UMA MANHÃ QUALQUER

Ele se identificava com a terra. Para mim ele era a própria terra a revolvê-la sem ligar para as mãos sujas na hora de plantar sementes. Sementes de fruta fresca comprada na feira bem pertinho de casa.

Acompanhava dia por dia a natureza seguir seu curso até dois galhinhos rasgarem o ventre da terra, ainda tenros, dispostos a crescer para a vida, fortalecer-se, frutificar. Jeitosamente cuidava de escorá-los com graveto. Todos os dias consultava o céu para ver se havia nuvem de chuva; a sua plantinha não podia morrer de sede.

Sentado no pequeno terraço, de sua cadeira de balanço seguia paciente o deslizar vagaroso do gato em direção ao canário cantador que costumava gorjear insistente até arrancar-lhe um sorriso satisfeito. Admirava o passeio manhoso do gato pelo galho da árvore, no íntimo respeitava a persistência do animal e pensava no canário indefeso, em dúvida se ficava por ali sentado ou voltava para dentro de casa. Não precisou esperar muito.

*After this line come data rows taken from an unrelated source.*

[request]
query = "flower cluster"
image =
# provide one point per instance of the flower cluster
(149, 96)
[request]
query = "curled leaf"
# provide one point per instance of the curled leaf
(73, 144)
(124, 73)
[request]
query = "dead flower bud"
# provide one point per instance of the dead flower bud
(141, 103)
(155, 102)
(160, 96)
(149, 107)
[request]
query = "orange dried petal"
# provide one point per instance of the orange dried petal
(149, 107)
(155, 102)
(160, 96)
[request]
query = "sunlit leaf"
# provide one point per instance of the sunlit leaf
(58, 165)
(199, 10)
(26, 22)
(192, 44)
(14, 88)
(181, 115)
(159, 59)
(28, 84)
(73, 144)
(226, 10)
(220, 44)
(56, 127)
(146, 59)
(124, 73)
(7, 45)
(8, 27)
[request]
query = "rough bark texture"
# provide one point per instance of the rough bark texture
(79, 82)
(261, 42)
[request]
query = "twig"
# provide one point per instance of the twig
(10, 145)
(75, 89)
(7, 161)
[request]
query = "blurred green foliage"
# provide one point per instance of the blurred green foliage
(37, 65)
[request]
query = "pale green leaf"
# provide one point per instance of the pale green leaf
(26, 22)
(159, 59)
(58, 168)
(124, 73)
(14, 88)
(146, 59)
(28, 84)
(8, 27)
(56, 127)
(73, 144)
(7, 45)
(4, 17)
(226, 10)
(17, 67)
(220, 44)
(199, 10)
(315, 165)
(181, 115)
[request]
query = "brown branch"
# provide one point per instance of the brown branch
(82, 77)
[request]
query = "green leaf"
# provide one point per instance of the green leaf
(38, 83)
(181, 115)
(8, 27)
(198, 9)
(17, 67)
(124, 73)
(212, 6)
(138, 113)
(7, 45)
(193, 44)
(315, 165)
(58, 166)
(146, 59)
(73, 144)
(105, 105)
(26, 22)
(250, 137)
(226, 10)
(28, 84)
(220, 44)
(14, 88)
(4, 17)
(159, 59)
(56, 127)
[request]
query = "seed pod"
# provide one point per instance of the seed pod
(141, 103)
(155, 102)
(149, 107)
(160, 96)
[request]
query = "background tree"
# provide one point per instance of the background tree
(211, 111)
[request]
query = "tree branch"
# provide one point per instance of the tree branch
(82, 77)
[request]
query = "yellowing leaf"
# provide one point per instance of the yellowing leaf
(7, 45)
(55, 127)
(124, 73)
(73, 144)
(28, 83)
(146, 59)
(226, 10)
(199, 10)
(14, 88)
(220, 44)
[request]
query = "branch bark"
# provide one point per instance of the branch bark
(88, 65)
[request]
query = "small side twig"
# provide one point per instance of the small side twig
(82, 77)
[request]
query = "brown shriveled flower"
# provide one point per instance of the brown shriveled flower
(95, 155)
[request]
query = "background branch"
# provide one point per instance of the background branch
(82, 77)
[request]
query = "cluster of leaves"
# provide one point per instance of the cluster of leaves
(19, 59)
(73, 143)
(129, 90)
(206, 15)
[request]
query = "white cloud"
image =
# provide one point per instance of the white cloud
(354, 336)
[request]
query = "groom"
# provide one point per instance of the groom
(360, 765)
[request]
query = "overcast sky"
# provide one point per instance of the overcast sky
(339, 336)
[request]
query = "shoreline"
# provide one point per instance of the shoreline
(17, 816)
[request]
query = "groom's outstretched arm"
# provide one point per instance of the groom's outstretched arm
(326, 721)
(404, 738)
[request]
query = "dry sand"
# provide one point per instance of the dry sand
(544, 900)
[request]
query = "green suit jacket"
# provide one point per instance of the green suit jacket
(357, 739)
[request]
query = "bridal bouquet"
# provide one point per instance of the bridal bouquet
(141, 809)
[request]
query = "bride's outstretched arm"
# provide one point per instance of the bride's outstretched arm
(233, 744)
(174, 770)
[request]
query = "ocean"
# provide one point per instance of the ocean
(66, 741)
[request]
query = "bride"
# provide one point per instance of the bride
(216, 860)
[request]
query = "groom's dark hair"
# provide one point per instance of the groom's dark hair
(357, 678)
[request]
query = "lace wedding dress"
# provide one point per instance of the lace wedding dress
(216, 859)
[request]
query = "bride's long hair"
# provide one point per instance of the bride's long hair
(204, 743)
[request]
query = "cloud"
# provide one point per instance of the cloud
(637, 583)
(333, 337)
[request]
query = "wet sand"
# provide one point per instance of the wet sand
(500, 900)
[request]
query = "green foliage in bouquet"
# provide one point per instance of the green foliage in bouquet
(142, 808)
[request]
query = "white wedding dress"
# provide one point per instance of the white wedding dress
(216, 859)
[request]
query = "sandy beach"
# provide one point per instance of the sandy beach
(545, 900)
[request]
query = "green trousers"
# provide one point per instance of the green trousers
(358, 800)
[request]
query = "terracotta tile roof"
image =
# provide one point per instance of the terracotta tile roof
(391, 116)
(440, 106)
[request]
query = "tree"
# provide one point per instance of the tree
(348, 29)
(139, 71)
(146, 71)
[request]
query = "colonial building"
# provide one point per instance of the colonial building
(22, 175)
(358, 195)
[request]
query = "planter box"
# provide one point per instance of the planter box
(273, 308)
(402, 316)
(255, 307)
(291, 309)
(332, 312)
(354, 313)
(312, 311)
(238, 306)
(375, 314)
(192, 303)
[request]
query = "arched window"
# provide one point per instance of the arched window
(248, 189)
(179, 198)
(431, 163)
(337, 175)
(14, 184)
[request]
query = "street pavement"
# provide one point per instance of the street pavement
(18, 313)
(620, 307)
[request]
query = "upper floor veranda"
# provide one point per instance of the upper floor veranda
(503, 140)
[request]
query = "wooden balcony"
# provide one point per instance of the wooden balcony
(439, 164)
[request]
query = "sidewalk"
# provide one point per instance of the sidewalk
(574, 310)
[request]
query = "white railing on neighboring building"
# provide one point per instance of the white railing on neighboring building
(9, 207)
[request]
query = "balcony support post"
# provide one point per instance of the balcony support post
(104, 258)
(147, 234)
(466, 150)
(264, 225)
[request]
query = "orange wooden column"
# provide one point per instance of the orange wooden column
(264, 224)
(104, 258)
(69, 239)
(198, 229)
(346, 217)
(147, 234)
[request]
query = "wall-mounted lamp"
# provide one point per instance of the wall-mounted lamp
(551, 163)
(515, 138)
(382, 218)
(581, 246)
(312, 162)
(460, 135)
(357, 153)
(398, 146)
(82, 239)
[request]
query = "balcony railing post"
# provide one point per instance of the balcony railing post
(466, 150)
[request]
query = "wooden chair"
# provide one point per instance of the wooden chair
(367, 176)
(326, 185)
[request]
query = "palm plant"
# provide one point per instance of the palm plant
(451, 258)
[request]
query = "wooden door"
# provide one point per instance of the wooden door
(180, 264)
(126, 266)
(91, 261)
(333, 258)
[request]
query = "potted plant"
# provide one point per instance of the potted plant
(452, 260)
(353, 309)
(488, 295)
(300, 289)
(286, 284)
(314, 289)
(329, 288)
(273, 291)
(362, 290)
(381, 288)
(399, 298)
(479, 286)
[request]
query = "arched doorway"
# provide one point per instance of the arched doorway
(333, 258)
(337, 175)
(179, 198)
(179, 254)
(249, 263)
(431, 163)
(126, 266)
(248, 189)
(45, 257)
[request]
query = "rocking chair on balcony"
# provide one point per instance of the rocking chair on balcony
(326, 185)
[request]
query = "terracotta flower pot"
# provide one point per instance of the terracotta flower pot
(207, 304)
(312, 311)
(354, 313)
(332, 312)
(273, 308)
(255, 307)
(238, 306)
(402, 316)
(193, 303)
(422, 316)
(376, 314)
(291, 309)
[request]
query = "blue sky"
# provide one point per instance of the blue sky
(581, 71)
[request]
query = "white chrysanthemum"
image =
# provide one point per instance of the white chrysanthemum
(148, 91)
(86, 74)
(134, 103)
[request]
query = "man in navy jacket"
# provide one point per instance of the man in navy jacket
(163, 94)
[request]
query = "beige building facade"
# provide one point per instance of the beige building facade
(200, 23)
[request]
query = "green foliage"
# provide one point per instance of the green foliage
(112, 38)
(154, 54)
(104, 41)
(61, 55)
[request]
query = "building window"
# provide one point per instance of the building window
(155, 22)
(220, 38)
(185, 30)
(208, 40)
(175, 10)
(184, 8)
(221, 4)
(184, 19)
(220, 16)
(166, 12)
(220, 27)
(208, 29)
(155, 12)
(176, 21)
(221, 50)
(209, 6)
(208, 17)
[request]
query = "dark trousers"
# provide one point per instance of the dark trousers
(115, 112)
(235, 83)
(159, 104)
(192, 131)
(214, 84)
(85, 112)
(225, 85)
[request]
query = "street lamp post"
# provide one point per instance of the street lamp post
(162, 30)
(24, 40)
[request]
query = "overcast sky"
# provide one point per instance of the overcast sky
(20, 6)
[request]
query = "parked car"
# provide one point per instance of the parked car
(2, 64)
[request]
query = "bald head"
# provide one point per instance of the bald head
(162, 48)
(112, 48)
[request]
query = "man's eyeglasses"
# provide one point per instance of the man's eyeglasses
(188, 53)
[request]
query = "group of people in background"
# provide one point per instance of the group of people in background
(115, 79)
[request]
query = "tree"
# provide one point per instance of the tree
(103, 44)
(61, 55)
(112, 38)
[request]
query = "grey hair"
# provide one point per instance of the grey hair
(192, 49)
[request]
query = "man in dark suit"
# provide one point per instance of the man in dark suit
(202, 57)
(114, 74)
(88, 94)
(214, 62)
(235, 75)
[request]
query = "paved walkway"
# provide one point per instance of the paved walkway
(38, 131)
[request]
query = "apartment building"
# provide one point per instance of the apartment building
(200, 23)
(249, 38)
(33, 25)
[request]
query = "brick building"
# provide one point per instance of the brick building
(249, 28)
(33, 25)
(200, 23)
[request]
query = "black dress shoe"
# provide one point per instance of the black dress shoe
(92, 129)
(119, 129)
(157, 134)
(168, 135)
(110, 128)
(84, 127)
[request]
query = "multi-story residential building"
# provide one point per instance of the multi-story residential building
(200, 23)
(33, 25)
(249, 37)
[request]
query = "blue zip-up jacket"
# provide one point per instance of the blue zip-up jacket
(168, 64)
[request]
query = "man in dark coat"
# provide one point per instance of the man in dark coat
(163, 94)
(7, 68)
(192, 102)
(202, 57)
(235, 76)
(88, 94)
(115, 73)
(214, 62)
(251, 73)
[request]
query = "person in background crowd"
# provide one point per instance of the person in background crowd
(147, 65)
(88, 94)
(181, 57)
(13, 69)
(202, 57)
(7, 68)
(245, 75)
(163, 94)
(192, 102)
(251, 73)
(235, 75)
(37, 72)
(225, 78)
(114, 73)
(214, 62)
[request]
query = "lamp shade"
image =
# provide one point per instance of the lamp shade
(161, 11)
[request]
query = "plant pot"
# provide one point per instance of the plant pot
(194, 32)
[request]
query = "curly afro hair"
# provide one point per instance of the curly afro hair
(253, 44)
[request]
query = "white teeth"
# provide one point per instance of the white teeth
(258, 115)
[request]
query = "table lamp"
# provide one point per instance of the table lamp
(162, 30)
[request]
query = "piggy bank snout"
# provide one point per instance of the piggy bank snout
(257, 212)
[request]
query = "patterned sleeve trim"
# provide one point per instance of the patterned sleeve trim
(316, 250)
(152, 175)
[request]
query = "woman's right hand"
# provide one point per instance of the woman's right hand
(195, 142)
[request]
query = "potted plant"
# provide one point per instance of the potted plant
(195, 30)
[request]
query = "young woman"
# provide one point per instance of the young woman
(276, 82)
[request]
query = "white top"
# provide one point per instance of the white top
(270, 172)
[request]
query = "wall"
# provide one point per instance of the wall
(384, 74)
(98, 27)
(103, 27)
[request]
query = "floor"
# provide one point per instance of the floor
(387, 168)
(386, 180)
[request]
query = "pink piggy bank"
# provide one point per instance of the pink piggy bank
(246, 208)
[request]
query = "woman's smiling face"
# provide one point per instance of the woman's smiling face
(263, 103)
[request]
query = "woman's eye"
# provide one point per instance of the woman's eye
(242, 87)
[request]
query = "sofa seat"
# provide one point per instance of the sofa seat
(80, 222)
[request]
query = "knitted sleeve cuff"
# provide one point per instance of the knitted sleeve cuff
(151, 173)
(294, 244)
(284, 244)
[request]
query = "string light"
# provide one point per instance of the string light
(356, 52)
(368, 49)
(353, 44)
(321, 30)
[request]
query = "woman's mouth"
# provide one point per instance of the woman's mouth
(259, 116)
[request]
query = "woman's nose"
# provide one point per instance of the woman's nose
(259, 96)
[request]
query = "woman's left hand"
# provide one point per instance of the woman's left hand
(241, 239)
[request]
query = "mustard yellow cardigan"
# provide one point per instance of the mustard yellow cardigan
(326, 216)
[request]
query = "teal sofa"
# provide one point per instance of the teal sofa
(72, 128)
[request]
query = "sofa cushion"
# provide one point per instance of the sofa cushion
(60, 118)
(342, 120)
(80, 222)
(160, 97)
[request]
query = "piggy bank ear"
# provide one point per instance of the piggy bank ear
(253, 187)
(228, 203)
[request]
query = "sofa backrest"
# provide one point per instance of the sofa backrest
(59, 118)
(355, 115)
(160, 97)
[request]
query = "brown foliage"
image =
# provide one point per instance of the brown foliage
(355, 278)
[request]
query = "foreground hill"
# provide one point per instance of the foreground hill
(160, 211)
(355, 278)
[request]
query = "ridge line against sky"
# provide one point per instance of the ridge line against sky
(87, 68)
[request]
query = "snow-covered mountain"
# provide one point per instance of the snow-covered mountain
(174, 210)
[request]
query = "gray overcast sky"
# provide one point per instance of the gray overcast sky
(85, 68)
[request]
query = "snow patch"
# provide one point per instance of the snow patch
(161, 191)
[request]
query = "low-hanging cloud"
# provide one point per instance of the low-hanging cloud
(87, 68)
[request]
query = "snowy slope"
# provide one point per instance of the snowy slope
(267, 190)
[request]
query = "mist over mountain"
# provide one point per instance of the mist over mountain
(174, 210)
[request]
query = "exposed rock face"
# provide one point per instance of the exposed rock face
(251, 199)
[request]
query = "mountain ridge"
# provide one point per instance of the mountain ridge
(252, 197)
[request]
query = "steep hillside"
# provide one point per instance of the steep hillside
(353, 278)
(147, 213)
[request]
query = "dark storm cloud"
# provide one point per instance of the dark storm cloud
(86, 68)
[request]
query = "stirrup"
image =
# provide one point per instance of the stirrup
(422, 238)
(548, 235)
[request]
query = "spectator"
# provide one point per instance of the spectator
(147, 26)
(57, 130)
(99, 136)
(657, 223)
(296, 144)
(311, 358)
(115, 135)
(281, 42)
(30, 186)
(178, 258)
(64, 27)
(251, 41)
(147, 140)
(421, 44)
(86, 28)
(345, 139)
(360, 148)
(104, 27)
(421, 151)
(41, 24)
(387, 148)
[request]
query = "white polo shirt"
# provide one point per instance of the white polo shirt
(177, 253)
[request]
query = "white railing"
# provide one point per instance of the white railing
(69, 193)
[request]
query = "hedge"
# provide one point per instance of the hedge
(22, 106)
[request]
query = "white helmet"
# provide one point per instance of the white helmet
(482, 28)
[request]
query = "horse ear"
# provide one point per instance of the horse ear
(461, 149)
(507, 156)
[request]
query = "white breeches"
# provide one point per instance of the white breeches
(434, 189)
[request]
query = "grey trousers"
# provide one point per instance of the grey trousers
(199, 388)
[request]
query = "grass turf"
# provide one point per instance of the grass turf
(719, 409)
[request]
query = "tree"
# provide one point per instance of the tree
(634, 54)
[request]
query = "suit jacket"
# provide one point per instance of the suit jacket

Ouviu o canário cantar e levantar vôo, do galho mais alto trinou mais forte. Abriu um sorriso satisfeito e só então me enxergou parada na entrada de casa, somente a observar as linhas de seu rosto.

Olhou-me com ternura e refletiu em voz alta:

- Que passarinho esperto. Agora eu acho que o perigo passou.

O gato amarelo e branco que na verdade era uma gata pinoteou ligeira, sacudiu-se no chão úmido e frio, pois a noite chovera grosso.

Uma brisa cálida dissipou a umidade noturna, arrepiou os pêlos dos braços e da gata que veio ronronar e enroscar-se em sua perna. Ganhou um leve chute como recompensa e desapareceu pelo oitão mais rápido do que a luz.

O sol invadiu o terraço, chegou diante da velha cadeira de balanço agora vazia. Olho-a e sinto os olhos marejados de saudade.